Publication Date

2012-11-30

Availability

Embargoed

Embargo Period

2013-11-30

Degree Type

Dissertation

Degree Name

Doctor of Philosophy (PHD)

Department

Marine Geology and Geophysics (Marine)

Date of Defense

2012-07-02

First Committee Member

Falk Amelung

Second Committee Member

Shimon Wdowinski

Third Committee Member

Timothy H. Dixon

Fourth Committee Member

Jacqueline Dixon

Abstract

Many discoveries have been made about the dynamics of active volcanoes around the world. Studies of the physical and chemical processes have lead to a better understanding of magma generation, evolution, and collection within the crust. The purpose of this research is to use space geodetic techniques to generate time series of surface displacements to study and monitor active volcanoes. Interferometric synthetic aperture radar (InSAR) and global positioning system (GPS) data provide a way to measure the displacement associated with the migration and storage of magma within a volcano at unprecedented spatial and temporal resolutions.
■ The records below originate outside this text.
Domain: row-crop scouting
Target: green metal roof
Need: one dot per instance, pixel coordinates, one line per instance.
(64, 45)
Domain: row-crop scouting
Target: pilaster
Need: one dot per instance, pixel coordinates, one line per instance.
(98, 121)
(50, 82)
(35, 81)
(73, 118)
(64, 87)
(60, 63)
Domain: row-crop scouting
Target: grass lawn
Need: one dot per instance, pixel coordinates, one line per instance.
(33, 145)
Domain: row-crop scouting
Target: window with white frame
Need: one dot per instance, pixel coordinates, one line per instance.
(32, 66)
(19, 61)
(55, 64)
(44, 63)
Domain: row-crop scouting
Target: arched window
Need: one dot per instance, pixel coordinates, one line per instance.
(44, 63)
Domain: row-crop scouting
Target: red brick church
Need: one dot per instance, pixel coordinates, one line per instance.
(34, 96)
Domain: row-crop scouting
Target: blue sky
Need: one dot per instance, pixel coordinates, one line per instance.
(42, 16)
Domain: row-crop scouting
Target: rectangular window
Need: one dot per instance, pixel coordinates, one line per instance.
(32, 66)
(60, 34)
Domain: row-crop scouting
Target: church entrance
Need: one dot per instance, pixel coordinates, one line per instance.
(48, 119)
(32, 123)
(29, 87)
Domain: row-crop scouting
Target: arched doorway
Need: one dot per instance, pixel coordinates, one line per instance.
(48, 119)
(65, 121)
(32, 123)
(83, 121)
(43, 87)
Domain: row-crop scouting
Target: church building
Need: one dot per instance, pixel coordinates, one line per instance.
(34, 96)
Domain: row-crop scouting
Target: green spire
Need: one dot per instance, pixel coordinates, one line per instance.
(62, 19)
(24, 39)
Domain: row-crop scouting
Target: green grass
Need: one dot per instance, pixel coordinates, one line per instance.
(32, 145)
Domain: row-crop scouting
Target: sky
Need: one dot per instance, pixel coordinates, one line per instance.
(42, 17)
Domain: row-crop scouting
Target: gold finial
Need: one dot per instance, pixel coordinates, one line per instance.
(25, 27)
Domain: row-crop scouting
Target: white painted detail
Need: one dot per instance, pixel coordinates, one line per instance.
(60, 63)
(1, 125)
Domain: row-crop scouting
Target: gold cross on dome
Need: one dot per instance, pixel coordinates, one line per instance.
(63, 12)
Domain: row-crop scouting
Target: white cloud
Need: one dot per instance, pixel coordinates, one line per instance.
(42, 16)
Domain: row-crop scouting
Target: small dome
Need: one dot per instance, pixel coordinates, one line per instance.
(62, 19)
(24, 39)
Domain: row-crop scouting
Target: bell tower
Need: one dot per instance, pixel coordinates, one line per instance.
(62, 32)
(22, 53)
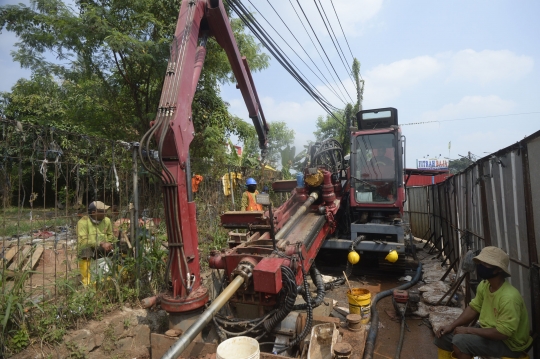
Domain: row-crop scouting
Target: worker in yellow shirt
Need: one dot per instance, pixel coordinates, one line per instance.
(94, 238)
(249, 202)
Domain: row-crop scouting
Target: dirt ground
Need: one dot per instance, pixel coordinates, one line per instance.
(418, 343)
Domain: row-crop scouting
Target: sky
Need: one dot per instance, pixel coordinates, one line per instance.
(467, 71)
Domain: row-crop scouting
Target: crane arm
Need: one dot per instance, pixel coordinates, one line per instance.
(173, 130)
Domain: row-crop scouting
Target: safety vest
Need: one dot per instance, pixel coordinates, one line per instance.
(252, 204)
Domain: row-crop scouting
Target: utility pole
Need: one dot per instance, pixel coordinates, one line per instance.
(359, 83)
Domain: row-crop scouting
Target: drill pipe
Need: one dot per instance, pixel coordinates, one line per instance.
(182, 343)
(291, 222)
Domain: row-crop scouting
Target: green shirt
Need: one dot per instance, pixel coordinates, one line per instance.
(505, 311)
(90, 235)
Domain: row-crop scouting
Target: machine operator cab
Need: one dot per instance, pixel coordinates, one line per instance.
(376, 164)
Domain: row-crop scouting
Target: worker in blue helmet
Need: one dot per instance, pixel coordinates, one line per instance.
(249, 202)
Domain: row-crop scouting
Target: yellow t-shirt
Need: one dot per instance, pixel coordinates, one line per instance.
(505, 311)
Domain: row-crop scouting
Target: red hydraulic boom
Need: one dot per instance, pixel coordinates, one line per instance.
(173, 130)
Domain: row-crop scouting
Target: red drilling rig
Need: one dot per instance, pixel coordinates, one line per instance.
(265, 273)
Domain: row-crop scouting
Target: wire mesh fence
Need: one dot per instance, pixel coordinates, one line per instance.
(48, 177)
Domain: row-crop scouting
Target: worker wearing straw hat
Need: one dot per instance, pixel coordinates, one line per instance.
(94, 238)
(499, 307)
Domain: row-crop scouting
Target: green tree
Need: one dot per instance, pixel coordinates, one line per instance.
(111, 57)
(456, 166)
(279, 138)
(330, 127)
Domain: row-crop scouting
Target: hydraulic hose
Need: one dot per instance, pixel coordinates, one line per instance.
(309, 321)
(292, 221)
(372, 335)
(319, 283)
(401, 335)
(287, 303)
(182, 343)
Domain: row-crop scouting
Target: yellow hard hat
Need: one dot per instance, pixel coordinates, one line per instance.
(353, 257)
(392, 256)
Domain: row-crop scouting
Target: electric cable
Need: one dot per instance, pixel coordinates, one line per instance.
(347, 68)
(313, 42)
(286, 43)
(332, 66)
(275, 50)
(343, 32)
(309, 57)
(257, 30)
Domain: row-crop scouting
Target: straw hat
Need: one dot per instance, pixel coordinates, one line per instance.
(496, 257)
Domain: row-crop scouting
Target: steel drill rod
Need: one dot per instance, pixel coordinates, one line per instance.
(182, 343)
(292, 221)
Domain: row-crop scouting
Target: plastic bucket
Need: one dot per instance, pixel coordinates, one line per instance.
(238, 348)
(360, 303)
With these data, we can determine changes in the rate of surface displacement at volcanoes, which can be an indicator for eruptive activity. Using Kilauea Volcano, Hawaii and the Galapagos Islands volcanoes as natural laboratories, this study uses InSAR time series along with GPS and seismic data to elucidate the details about the shallow magmatic systems and track the movement and storage of magma at these basaltic volcanoes.